Niemand in der Region freilich, darin sind sich Experten einig, dürfte heute einen Krieg wegen dessen unabsehbaren Auswirkungen riskieren wollen. Doch alle zündeln mit dem Scud-Feuer. Assad könnte, enttäuscht über den ausbleibenden US-Druck auf Israel zur Rückgabe der syrischen Golanhöhen, um größere Aufmerksamkeit Obamas gegenüber den strategischen Zielen der Syrer gebuhlt haben. Doch solche Strategie erwies sich als Bumerang, Israel stellte indirekt bereits klar, dass – im Gegensatz zur Vergangenheit – nun auch Syrien im Zuge eines Feldzugs gegen Hisbollah direktes Ziel seiner Attacken sein könnte. Israel und Washington könnten nach Ansicht des Chefs des Carnegie Middle East Centers im Libanon, Paul Salem, die Scud-Krise als Druckmittel nutzen, um Syrien klarzumachen, dass die fortgesetzten engen Beziehungen an den Iran strategische Folgen nach sich ziehen könnten.

Im Libanon befürchtet man, radikalere Kreise in Israel könnten die Ergebnisse der Versuche Obamas, Teheran durch verschärfte Sanktionen zur Aufgabe der Urananreicherung zu zwingen, nicht abwarten und sich durch einen massiven Schlag gegen Hisbollah eine Atempause verschaffen wollen. Wenn Hisbollah so weit geschwächt wäre, dass sie zumindest kurzfristig kein Raketenfeuer entfachen kann, verringerte sich für Israel das Risiko eines Präventivschlags gegen den Iran.

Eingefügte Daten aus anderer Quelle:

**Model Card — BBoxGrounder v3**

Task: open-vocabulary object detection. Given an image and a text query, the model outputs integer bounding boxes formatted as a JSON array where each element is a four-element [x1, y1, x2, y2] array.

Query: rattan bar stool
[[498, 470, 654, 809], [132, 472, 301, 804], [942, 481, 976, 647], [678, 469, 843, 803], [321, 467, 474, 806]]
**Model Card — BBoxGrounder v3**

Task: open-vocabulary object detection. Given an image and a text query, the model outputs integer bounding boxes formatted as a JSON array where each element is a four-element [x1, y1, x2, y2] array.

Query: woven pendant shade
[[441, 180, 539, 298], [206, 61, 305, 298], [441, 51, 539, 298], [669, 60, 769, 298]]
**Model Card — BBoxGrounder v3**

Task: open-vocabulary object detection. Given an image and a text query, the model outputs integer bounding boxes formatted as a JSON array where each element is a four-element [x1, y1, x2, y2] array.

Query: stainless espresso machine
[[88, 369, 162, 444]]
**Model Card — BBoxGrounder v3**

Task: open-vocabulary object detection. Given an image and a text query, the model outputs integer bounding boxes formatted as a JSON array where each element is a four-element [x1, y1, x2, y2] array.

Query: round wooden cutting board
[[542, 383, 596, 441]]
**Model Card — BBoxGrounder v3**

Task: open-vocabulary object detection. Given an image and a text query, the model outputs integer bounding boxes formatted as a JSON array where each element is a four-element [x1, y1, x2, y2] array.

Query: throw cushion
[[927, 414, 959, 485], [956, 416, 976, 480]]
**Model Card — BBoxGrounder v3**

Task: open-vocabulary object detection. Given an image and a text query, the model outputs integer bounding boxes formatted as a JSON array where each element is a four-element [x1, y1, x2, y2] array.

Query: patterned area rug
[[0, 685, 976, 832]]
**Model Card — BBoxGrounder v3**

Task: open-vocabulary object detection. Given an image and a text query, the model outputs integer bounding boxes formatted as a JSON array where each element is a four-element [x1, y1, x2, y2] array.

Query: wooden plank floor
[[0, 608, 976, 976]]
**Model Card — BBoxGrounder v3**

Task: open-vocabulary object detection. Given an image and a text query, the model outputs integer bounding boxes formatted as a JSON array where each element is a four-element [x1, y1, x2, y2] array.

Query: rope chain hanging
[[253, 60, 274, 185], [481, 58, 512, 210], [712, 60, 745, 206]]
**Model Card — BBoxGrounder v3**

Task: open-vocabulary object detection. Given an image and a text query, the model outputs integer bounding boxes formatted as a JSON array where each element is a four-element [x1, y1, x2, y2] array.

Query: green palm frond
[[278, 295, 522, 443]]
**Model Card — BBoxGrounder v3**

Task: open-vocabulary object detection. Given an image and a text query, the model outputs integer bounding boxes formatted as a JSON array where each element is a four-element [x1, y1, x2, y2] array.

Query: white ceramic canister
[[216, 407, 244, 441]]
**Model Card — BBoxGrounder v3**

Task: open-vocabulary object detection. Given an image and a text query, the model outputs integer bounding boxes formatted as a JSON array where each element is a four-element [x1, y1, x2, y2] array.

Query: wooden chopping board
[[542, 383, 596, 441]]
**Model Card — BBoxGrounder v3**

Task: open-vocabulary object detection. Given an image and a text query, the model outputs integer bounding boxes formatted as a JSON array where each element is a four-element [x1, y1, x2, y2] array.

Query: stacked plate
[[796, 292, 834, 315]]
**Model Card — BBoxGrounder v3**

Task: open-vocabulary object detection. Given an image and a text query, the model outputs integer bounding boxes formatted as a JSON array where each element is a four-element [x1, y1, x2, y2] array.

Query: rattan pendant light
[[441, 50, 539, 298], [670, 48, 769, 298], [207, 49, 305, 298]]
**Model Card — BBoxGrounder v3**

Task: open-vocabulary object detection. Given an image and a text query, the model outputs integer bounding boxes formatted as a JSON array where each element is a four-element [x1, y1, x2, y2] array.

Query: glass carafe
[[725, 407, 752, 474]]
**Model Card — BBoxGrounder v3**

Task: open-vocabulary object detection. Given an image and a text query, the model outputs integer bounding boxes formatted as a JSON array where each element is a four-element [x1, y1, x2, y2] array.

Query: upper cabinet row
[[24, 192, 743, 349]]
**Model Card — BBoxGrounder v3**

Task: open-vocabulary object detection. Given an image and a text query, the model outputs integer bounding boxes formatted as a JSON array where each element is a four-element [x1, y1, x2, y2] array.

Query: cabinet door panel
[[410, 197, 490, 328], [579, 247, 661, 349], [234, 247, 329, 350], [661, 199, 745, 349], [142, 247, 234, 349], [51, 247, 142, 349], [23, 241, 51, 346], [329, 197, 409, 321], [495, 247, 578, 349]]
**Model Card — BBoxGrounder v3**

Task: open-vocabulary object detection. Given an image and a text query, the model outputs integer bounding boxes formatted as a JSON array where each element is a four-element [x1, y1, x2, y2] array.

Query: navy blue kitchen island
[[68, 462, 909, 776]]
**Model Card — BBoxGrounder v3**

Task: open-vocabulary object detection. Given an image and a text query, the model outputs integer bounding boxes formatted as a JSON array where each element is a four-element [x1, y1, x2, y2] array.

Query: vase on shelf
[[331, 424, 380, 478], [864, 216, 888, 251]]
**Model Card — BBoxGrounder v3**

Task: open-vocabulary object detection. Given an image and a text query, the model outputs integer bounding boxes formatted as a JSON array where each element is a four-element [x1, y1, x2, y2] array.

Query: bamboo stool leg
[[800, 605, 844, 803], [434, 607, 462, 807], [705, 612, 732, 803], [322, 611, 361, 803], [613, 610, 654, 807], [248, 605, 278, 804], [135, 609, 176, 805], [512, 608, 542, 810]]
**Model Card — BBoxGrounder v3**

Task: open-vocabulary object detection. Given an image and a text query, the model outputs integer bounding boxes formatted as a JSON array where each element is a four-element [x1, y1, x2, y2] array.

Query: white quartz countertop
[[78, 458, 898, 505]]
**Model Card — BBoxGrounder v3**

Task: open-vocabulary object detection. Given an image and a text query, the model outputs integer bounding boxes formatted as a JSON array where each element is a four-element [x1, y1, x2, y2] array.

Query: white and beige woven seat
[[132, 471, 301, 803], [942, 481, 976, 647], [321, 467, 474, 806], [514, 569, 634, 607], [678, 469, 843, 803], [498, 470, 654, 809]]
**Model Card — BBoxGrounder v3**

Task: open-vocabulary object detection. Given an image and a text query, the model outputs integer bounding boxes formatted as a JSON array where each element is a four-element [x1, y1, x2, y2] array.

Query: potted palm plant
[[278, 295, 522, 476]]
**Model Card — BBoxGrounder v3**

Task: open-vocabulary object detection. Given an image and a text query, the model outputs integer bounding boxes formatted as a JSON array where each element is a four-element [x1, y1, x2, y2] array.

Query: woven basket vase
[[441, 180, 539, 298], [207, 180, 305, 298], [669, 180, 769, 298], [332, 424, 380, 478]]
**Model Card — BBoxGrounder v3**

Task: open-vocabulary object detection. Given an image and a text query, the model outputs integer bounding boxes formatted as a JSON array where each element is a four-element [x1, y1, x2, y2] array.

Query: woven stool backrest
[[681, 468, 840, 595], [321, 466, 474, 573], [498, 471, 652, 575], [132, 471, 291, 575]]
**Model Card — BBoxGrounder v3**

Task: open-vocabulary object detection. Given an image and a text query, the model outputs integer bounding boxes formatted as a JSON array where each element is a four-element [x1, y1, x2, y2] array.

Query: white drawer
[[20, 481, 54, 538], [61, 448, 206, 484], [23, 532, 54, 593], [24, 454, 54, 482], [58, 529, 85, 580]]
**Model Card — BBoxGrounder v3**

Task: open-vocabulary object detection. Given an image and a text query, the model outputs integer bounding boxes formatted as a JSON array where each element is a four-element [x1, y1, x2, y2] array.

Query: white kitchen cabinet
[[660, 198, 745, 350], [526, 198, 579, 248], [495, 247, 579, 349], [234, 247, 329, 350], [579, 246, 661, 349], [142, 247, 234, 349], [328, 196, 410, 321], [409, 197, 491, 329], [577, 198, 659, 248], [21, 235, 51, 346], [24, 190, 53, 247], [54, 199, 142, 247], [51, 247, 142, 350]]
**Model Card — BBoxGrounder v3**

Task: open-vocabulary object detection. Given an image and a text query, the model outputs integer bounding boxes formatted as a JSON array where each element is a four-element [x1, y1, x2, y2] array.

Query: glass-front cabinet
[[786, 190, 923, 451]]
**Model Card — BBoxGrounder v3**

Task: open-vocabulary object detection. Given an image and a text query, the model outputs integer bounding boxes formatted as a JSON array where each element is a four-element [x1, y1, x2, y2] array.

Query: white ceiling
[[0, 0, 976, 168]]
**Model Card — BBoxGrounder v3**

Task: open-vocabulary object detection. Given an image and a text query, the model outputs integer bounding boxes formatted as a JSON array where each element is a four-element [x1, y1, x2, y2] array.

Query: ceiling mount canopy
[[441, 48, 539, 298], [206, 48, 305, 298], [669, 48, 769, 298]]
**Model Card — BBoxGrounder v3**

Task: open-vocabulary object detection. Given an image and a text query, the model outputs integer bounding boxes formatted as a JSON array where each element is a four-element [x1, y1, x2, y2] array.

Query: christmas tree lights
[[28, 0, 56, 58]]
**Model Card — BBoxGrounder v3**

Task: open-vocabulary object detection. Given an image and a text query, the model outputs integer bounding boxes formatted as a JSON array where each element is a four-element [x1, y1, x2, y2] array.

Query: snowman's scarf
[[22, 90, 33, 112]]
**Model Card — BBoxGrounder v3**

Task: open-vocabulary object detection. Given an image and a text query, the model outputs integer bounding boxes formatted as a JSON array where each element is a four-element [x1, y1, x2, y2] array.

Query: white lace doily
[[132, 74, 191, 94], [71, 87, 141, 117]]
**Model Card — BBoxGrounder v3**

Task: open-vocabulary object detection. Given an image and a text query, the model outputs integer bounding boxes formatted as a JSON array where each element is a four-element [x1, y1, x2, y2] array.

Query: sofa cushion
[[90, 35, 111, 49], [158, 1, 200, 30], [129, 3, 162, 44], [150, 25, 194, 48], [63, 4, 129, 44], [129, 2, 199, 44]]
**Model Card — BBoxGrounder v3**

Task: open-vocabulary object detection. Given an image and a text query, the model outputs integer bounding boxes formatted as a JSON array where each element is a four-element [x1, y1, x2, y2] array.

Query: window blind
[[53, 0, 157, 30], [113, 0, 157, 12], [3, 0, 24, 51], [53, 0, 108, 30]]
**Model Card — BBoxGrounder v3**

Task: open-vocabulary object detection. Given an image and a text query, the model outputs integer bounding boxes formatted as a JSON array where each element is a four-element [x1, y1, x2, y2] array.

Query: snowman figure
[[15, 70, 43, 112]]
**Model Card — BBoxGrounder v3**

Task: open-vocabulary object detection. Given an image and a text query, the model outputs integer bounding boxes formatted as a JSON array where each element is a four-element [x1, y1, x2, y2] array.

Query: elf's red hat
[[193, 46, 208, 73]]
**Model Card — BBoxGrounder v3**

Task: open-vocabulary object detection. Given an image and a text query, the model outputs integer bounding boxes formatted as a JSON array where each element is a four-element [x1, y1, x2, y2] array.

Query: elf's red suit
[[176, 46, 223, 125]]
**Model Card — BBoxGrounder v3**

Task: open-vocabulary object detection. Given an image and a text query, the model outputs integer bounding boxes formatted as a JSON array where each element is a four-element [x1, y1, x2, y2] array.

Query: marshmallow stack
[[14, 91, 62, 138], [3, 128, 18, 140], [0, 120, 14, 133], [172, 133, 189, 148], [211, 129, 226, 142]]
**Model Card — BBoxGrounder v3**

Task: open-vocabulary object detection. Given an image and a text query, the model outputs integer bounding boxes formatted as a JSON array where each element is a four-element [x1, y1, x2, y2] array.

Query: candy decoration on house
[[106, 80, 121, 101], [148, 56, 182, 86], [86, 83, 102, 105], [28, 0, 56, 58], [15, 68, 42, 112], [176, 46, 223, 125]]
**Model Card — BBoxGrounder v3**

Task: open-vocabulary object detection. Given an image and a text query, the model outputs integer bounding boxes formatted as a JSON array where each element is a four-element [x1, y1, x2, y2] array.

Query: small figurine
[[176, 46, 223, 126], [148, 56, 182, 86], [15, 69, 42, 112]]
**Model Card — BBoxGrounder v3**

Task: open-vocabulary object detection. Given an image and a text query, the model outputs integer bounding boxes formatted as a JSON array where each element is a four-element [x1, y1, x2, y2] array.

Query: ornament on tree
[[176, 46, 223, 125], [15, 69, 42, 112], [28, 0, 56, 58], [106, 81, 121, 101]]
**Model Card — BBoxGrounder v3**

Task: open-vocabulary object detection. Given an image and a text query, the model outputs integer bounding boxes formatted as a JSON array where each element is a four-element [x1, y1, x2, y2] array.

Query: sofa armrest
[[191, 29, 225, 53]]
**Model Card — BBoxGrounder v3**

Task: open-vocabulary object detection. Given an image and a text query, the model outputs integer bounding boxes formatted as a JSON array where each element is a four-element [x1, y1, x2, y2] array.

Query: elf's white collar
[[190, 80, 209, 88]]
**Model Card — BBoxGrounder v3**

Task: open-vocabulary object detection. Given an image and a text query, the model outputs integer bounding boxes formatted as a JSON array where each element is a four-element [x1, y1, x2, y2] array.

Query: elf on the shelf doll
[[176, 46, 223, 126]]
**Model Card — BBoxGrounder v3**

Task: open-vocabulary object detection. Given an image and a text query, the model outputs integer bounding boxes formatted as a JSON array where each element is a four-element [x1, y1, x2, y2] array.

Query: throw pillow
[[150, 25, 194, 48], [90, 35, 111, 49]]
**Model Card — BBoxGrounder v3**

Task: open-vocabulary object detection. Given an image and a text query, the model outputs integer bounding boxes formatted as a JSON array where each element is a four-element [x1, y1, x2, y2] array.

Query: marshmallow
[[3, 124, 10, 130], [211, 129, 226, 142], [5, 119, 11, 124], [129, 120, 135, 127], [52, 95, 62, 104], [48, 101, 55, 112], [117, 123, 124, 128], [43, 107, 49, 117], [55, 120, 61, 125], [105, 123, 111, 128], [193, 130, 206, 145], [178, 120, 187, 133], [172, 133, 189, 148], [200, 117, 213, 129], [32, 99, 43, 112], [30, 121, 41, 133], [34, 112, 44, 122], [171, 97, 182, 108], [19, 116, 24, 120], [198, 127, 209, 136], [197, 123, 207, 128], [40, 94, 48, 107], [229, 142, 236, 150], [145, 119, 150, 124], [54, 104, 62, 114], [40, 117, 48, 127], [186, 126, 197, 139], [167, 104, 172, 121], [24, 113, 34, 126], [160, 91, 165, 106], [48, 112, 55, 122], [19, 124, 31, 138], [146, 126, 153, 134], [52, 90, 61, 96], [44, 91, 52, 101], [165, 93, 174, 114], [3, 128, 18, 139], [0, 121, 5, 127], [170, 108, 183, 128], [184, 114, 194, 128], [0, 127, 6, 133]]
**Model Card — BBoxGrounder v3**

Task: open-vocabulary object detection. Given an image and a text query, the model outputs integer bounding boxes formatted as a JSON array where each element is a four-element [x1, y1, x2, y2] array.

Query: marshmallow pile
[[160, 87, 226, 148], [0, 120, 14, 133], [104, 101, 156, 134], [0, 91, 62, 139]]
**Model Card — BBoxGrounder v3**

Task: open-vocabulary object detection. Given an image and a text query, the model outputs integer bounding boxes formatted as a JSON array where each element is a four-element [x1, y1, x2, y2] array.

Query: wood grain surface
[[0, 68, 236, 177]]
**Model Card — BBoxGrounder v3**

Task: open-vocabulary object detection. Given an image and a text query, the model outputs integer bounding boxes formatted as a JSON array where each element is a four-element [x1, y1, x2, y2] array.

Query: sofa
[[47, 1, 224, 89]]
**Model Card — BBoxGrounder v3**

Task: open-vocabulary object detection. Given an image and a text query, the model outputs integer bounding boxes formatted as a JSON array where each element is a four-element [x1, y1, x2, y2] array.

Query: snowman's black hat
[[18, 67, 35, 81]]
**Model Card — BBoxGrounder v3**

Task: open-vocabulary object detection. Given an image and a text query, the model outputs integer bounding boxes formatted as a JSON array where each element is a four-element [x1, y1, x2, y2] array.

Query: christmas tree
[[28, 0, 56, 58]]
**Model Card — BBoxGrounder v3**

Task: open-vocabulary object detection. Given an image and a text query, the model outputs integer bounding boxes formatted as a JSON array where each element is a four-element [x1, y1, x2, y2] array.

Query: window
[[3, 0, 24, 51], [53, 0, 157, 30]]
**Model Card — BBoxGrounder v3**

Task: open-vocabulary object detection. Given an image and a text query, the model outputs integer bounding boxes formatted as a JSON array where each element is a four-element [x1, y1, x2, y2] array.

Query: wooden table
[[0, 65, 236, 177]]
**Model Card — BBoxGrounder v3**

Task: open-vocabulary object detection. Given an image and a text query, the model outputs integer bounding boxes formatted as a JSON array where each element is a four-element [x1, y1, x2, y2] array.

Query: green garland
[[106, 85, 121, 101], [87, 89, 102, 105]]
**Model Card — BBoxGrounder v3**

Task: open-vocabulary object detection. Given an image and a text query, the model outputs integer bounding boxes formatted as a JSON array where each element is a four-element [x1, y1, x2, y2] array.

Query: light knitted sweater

Wenn Obamas Friedensversuche zwischen Israelis und Palästinensern zusammenbrechen und vielleicht bis Jahresende die Sanktionspolitik der UNO ihre Wirkung gegen Teheran verfehlt, dann, so meint Salem, „fürchte ich, dass Israel Teherans Verbündete außerhalb des Irans attackieren wird. Hisbollah ist der stärkste.“ Andere, wie Hilal Khashan, Politikwissenschafter an der American University of Beirut, befürchten allerdings, die Geschichte könne sich all zu leicht wiederholen und die Scud-Krise könnte sich sehr rasch als der entscheidende Funke erweisen, der einen unabsehbaren Flächenbrand auslöst.